We had to go straight home, back to self-isolating. This afternoon we had a grocery delivery so we are ok for supplies. As we drove through the streets I looked out of the window at the bright lights of the garages and felt like they were really welcoming places, can you imagine being enticed by a garage? On one of the roundabouts, a car ahead of us lost his back end, skidding on the wet surface. The true action of the real world unravelling in front of my eyes, hardly a James Bond moment but more than the experience of our three rooms without a break, exercise, a walk for fresh air or exposure to the hustle and bustle of the new year in Porto.
So still no swimming but a busy week of sessions, archive meetings, finding an accountant to help us through the Portuguese tax system and getting my head into the studio. The languages, the reading, the new David Attenborough documentary The Green Planet and The Beatles‘ Get Back, who has time to go out anyway?

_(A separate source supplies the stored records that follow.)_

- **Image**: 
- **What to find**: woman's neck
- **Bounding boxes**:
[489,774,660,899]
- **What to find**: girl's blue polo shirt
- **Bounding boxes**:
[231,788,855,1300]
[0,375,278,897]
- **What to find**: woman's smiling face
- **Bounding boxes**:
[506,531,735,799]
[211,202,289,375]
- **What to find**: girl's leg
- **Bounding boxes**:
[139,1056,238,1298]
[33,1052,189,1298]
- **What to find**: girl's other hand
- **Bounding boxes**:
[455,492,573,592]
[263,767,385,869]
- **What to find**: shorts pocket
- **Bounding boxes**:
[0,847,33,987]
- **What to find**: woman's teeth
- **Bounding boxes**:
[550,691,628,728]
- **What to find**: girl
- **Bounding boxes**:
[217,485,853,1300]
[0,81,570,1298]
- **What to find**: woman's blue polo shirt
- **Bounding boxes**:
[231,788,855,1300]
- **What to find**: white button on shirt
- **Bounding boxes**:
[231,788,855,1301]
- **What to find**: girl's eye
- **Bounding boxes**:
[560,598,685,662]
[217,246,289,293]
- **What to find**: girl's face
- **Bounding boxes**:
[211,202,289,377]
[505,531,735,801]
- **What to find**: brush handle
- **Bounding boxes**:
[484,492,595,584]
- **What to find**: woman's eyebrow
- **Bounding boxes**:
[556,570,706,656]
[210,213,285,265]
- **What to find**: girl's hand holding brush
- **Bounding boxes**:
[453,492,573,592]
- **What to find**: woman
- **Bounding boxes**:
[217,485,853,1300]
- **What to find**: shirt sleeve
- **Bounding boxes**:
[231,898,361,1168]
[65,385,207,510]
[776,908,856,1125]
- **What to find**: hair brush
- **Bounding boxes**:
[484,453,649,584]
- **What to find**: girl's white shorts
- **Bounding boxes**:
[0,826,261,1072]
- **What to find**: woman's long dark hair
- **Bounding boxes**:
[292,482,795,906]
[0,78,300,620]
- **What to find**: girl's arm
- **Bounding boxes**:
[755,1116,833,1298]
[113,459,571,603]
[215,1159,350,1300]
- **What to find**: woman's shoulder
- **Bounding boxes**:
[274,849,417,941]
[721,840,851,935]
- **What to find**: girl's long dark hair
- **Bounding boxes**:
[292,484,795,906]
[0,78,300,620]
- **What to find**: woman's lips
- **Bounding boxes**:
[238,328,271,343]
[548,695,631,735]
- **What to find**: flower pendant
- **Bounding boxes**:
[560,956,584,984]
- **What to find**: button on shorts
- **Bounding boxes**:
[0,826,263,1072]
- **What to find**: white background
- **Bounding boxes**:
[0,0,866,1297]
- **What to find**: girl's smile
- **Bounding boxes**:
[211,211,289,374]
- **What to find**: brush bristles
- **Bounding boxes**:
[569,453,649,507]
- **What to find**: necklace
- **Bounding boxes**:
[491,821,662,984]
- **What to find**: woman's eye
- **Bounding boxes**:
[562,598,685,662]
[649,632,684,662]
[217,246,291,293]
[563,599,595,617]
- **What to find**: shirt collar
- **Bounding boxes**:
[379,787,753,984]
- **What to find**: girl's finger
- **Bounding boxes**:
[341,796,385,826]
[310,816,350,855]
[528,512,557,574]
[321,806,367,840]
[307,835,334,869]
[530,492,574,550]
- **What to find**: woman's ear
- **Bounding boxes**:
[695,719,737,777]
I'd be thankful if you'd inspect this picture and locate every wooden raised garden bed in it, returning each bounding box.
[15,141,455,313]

Music today has been Tom Petty And The Heartbreakers‘ debut album (1976). I was always a fan of Petty and horrified that he died like he did, one of the most tragic deaths in R’n’R. On this album I was fascinated by how he managed (along with Elvis Costello on My Aim Is True, 1977) to convince the world, the critics, the labels, the fans that he was new wave, when in actual fact like Elvis Costello it was pretty standard old fashioned rock music, catchy but closer to roots than the perceived new revolution. One imagines that picture of Petty on the cover in a leather jacket might have done it for him (along with the classic American Girl), as did the picture of Elvis Costello looking very un-seventies rock on the cover of My Aim Is True and looking more like Buddy Holly as if that was a ticket to the zeitgeist and the hearts of a changing music scene. 12 bars, Mike Campbell’s standard Chuck Berry-influenced guitar solos, albeit with a fantastic tone and feel but Petty’s voice and great tunes made for an impressive debut. It straddles the past and the future although the second album You’re Gonna Get It (1978) was more of the same it wasn’t till the breakthrough album Damn The Torpedos (1979) that the band settled into their R’n’R comfort zone. Their blend of catchy rock continued into the future and they even went on a tangent with Longdancer/Tourists/Eurythmics’ Dave Stewart that gave birth to the hit Don’t Come Around Here No More from Southern Accents (1985). Ultimately they were one of the great modern American R’n’R bands, climaxing in a rock and roll cliché that would be hard to swallow.